Glora beamed, her small wing nubs on her back flapping with the few white feathers they had. "I think your voice is nice, Bea."

"Thank you." Bea nodded, shooting a smirk at Xoe. Xoe rolled her eyes.

"Well, I'm exhausted, and we've been taking up this corner for two hours. Do you think it's time to go home?"

"No one's taken a pamphlet," Bea frowned.

"I know, but no one's taken a pamphlet since we started this. I don't think shouting at people will change their minds about the draft."

"But, Xoe—" Bea started, then stopped when she saw Xoe's defeated expression, her shoulders slumping a little.

"I know. I leave next week. The draft isn't going to stop existing by next week, so I want to spend time doing things I want to do, not protesting. I might not get to do them again."

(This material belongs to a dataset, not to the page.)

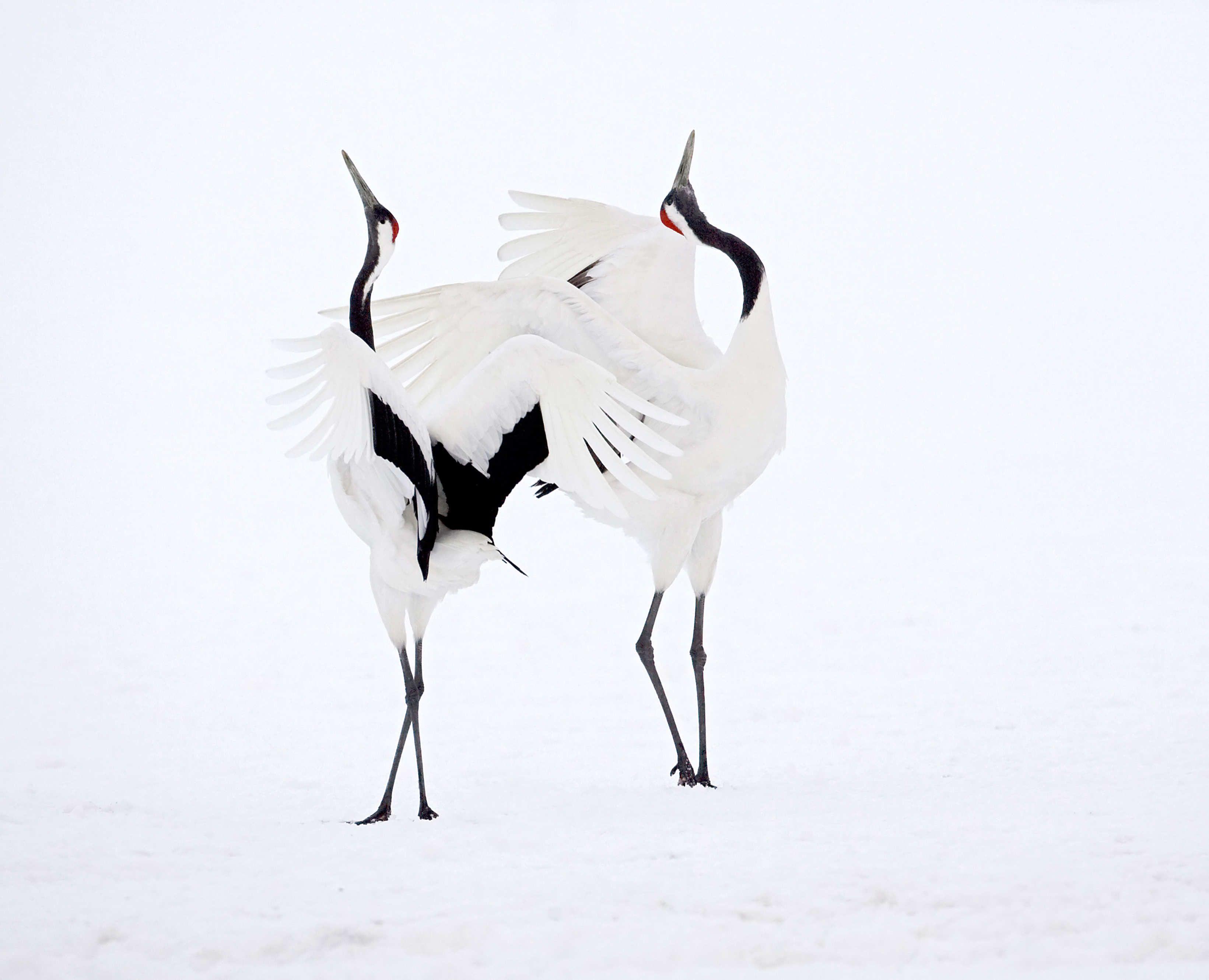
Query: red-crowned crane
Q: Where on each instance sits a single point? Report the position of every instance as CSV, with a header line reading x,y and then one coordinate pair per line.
x,y
618,288
423,488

Xoe clutched her sign, feeling the weight of her wing nubs on her back. The nubs were supposed to sprout into wings around the ages of eleven to thirteen, but she was seventeen. Xoe was eighteen. They were late-nubs—their bodies, for one reason or another, decided not to grow the wings they desperately needed. Even if she grew them now, people would always remember her as a late-nub, not getting her wings until such a late age. People certainly remembered how Xoe's younger sister, Alyss, got her wings at the early age of nine.

"Wings so early? She'll have such a bright future," people would say, and then they would whisper about how Xoe was eighteen—eighteen!—and still didn't have wings. They would shake their heads and sigh.